Berdasarkan pandangan itu terwujudlah performansi khas
manusia Luwu yang tersimpul dalam sebuah frase atau ungkapan, yaitu: TODDO PULI
TEMMALARA. Toddo Puli bermakna
tertancap dengan kuat, berketetapan hati secara sungguh-sungguh; temmalara bermakna tidak goyah. Jadi, toddo puli temmalara berarti
berketetapan batin yang kuat dan tidak tergoyahkan.
A.Toddo Puli Temmalara ri Wawang Ati Mapaccinnge
Nassibawai Alempureng (Teguh tak Tergoyahkan pada Hati yang Suci-bersih
disertai dengan Kejujuran).
Ati mapaccing berarti bawaan hati yang baik. Manusia Luwu dan manusia Bugis pada umumnya
menjadikan bawaan hati, niat atau pikiran yang baik sebagai “perisai” dalam
kehidupan. Dalam Paseng disebutkan:
“Duai Kuala
Sappo, unganna panasae, belo kanukue.” (Dua kujadikan pagar, bunga nangka,
hiasan kuku.)
Buah nagka disebut “lempu” . Kata ini juga bisa berarti “kejujuran”, dan “belo kanuku”
disebut “pacci” yang kalau ditulis
dalam aksara Bugis dapat dibaca “paccing”
yang berarti “kesucian.” Pada acara pernikahan, kedua benda ini, yaitu pacci dan lempu merupakan hal yang
sangat penting untuk diadakan karena simbol ini mengandung makna yang sangat
dalam yang mewarnai kehidupan manusia Luwu dan Bugis pada umumnya, yaitu
kesucian dan kejujuran. Hal ini merupakan modal utama dalam mengharungi
kehidupan keluarga dan sebagai anggota masyarakat.

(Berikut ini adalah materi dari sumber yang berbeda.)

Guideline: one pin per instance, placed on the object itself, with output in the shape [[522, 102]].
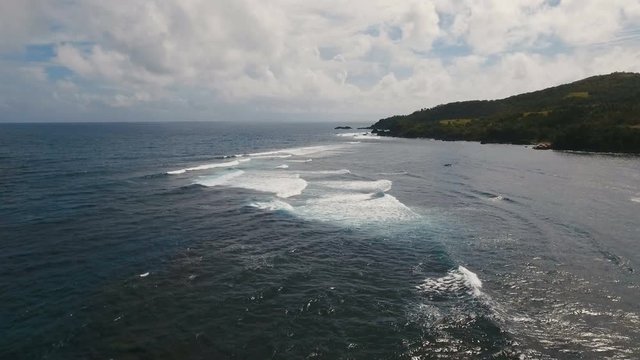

Di samping bawaan hati yang baik sebagai motor
pendorong dalam manifestasi perbuatan manusia dalam dunia realitas, terdapat
lagi suatu hal dalam diri manusia yang harus dipelihara, yaitu pikiran. Bagi
manusia Luwu, hati dan pikiran yang baik akan menghasilkan kebaikan dalam
kehidupan. Dalam Lontara disebutkan:
Empat hal yang membawa kepada kebaikan:
a.Pikiran yang benar,
b.Jualan yang halal,
c.Melaksanakan perbuatan
benar,
d.Berhati-hati menghadapi perbuatan buruk
Dalam kehidupan sehari-hari
manusia Luwu, harus selalu bersikap waspada terhadap pengaruh-pengaruh yang
dapat melunturkan niat atau bawaan hati yang baik karena niat yang baik kadang-kadang
dapat terkalahkan oleh dorongan-dorongan nafsu keserakahan dan buruk lainnya,
yang selanjutnya membangkitkan niat-niat yang jahat. Dalam Paseng disebut: Empat macam yang memburukkan niat dan
pikiran, yaitu (i) kemauan, (ii) ketakutan, (iii) keengganan, dan (iv)
kemarahan.
Di samping hati yang tulus, bawaan hati dan pikiran
yang baik, yang menjadi perisai dalam kehidupan manusia Luwu, kejujuran
merupakan hal yang sangat mendasar. Lempu
(lurus, kejujuran) lawan katanya adalah jekko
(bengkok, culas, curang, dusta, khianat, seleweng, tipu, dan semacamnya).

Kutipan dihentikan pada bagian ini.